Introduction: Make a Rubber Band Travel Clothesline ( for Less Than $1 )
I have always loved the concept of those rubber travel clotheslines (I'm an engineer; what can I say.) They stretch to accommodate different spans, and there's no need for clips or hangers. I was not, however, about to shell out $10 plus shipping and handling to get one. (if you're not as cheap as I am, you can buy one here)
So, while feeling creative and bored on a recent business trip, I decided to try and make one. Here's what I did.
(My apologies for the less-than-stellar picture quality. A camera-phone is all I had with me at the time)
Step 1: Preparation
Gather together 60 rubber bands (I used 3.5" by 0.25") and put some water in the sink.
(Note: I used 60 and that seems to work well. you can use more or less, just make sure it's a multiple of 3)

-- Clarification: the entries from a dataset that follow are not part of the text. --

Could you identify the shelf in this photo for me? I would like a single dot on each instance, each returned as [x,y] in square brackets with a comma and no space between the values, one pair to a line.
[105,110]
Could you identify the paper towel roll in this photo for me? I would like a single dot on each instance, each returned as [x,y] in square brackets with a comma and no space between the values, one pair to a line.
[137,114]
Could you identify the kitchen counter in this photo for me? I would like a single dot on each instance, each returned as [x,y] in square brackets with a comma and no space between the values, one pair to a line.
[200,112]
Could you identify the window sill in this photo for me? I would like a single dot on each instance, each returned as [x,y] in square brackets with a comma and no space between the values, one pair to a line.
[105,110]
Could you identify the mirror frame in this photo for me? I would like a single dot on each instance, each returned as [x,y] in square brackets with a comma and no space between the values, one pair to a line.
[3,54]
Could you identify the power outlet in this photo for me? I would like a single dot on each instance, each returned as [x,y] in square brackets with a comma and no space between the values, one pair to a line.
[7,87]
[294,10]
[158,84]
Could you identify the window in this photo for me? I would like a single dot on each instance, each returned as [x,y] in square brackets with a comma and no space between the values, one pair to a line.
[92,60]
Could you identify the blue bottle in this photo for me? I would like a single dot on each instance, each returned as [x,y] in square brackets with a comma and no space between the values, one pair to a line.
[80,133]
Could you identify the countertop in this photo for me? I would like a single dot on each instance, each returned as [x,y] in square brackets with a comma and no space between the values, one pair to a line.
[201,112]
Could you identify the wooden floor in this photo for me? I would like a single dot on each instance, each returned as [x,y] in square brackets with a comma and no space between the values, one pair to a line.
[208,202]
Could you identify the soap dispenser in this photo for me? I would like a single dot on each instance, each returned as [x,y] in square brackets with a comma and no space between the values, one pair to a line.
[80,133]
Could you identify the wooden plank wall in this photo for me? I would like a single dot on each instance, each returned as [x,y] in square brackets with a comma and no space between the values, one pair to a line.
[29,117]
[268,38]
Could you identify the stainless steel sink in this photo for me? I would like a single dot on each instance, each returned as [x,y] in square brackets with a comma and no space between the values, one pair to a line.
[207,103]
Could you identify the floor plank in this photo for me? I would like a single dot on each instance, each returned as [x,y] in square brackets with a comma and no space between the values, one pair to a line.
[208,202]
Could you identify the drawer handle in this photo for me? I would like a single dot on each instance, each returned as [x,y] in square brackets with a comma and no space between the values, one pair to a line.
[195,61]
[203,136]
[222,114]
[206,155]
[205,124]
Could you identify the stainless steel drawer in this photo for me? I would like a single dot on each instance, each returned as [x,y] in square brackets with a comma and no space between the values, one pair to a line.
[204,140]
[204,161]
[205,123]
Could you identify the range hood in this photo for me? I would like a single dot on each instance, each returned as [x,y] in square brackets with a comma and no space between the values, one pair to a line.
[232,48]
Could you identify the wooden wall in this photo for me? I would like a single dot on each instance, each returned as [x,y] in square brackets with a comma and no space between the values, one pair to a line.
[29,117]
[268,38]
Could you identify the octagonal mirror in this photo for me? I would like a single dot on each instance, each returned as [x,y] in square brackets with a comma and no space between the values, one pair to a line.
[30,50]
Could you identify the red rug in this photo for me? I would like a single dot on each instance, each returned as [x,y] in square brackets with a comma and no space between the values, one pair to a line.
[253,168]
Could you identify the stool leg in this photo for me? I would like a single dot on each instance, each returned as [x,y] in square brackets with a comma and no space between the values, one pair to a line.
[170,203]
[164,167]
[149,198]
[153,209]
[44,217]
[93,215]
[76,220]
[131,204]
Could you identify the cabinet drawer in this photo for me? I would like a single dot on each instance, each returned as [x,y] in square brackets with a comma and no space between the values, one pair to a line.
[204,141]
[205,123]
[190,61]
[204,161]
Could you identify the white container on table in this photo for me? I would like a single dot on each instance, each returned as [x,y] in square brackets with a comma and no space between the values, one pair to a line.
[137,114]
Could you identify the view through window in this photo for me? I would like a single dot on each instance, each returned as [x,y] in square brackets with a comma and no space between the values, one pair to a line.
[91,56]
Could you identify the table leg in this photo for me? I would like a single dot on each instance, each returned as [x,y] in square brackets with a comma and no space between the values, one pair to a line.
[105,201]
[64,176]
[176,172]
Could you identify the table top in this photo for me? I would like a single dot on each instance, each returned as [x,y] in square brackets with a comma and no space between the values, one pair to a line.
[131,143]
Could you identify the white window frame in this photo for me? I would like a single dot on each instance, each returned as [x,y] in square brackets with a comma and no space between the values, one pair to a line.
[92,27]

Step 2: Divide and Conquer
Divide the rubber bands into three even piles and toss one of the piles in the sink. Lubing them with some water is going to make them easier to knot together
Step 3: Making the First Strand
Take all the rubber bands that are in the sink and knot them into a long strand
Step 4: Make Two More Strands
Once you're finished with the first strand, toss in the next set of bands and repeat the process. When the second strand is done do it once more with the remaining bands to make the last strand
Step 5: Bring the Strands Together
Knot the 3 strands together near one end, and start braiding the long strands together.
Step 6: Finish the Clothesline
As the braid nears the end of the strands, tie another knot to finish things off, and you're done!
Step 7: Using Your New Clothesline
Before you can hang clothes on it, the line must be hung. I can think of two ways of doing this:
1: Wrapping the end around a sturdy object, pushing the knot through a hole made in the braids. It's pretty strong, and easy to remove quickly.
2: The second option isn't as quick, but it's stronger. Wrap the end around an object and run the whole clothesline through the loop at the end. Pull tight and you've got a great grip that won't slip. It's just a bit more difficult to remove.
Once the line is hung, just poke a piece of the clothing you're trying to dry through a hole in the braid. The rubber will grip it tight.